- Theatrical Release Poster
- Directed by: Paul Bunnell
- Written by: Steve Bingen Paul Bunnell Mark D. Murphy George Wagner
- Produced by: Paul Bunnell John Duffy Mark Willoughby Kristina West
- Starring: Will Keenan Creed Bratton De Anna Joy Brooks Reggie Bannister Les Williams Jed Rowen Kate Maberly Paul Williams Kevin McCarthy
- Cinematography: Francisco Bulgarelli
- Edited by: Russell Harnden III
- Music by: Ego Plum
- Production company: Ottermole Moving Picture Company
- Distributed by: Strand Releasing
- Release date: March 6, 2012;
- Running time: 106 minutes
- Country: United States
- Language: English
- Budget: $2 million
- Box office: $2,436

= The Ghastly Love of Johnny X =

The Ghastly Love of Johnny X is a 2012 American musical science fiction comedy film written, produced, and directed by Paul Bunnell. It stars Will Keenan, Creed Bratton, and De Anna Joy Brooks, Reggie Bannister, Les Williams, Jed Rowen and features, in supporting roles, Kate Maberly, Paul Williams and Kevin McCarthy. It was the last feature film shot in Kodak Plus-X.

It was the last film featuring Kevin McCarthy, who died two years before its release.

The film is an homage to 1950s’ sci-fi, teen and the rock and roll of the era. It follows the adventures of Johnny X, an alien on Earth who is chasing his ex-girlfriend after she steals his powerful invention: the resurrection suit.

==Plot==
Johnny X (Will Keenan) is an alien banished to Earth with his loyal followers. They take up the guise of a greaser gang and drive through the desert. Meanwhile, at a diner, a woman named Bliss (De Anna Joy Brooks)—who is Johnny's ex-girlfriend—asks an employee named Chip (Les Williams) to run away with her. Johnny and his gang show up and Johnny uses a glove with mysterious powers to control Bliss. Chip manages to back a car up over the glove, breaking it and freeing Bliss.

Chip and Bliss escape to an empty drive-in movie theater. She explains that Johnny invented a "resurrection suit" that could give him control over anyone with special metal implants. Though Johnny had the right hand glove, she stole the rest of the suit and that is why Johnny is chasing her.

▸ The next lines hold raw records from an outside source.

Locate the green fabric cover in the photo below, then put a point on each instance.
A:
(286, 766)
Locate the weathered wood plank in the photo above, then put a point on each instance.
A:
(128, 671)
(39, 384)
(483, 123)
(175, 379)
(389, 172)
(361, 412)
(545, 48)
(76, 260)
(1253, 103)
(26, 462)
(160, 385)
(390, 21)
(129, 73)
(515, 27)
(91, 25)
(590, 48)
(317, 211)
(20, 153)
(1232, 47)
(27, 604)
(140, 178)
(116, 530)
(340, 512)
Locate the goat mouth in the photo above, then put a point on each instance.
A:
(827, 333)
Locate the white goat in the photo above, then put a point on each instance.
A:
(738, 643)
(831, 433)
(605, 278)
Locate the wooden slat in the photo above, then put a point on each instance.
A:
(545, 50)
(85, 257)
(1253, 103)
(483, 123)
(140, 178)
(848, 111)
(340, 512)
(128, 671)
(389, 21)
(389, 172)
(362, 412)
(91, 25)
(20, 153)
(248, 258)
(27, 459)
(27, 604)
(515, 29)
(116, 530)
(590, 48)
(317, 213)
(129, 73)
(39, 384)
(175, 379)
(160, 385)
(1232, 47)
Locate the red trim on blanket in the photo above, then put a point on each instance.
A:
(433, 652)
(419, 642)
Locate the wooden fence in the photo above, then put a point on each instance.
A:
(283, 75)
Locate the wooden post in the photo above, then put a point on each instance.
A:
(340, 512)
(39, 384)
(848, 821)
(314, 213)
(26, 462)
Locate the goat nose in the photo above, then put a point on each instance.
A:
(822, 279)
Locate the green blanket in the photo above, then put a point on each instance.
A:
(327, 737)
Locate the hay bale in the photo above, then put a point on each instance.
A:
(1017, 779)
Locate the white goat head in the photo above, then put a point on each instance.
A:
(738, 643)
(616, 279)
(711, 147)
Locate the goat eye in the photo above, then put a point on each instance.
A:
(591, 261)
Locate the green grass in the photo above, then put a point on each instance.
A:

A concert promoter named King Clayton (Reggie Bannister) comes to Johnny and reveals where Bliss is heading. Clayton then asks for a favor in return for the information. He explains that Johnny's long-lost father and rock star Mickey O'Flynn (Creed Bratton) died suddenly and he wants Johnny to use the resurrection suit to control the musician's corpse for a concert. Johnny agrees to do so because doing an unselfish act will allow him and his gang to return to their home planet.

Gang member Sluggo (Jed Rowen), however, overloads the resurrection suit during the show and this causes O'Flynn to become a zombie. Sluggo and O'Flynn then leave the concert hall together. They track down Bliss, whom Sluggo drugs and kidnaps.

Sluggo demands Johnny bring him the resurrection suit so he can fulfill a plan to create a whole army of zombies. Johnny complies and reunites with O'Flynn. As his zombie father dies for a second time, he tells Johnny not to fail Bliss like he failed Johnny. The gang puts up a fight and defeats Sluggo. This is just the selfless act they need to be allowed to return to their home planet.

Johnny and Bliss, however, decide to stay on Earth and drive away together.

==Cast==
- Will Keenan as Johnny X
- Creed Bratton as Mickey O'Flynn
- De Anna Joy Brooks as Bliss
- Reggie Bannister as King Clayton
- Les Williams as Chip
- Jed Rowen as Sluggo
- Kate Maberly as Dandi Conners
- Paul Williams as Cousin Quilty
- Kevin McCarthy as The Grand Inquisitor

==Reception==
The film opened in a single theater on October 26, 2012 and grossed $86 in the first weekend. At the end of its run (of merely two theaters), the film had grossed $2,436.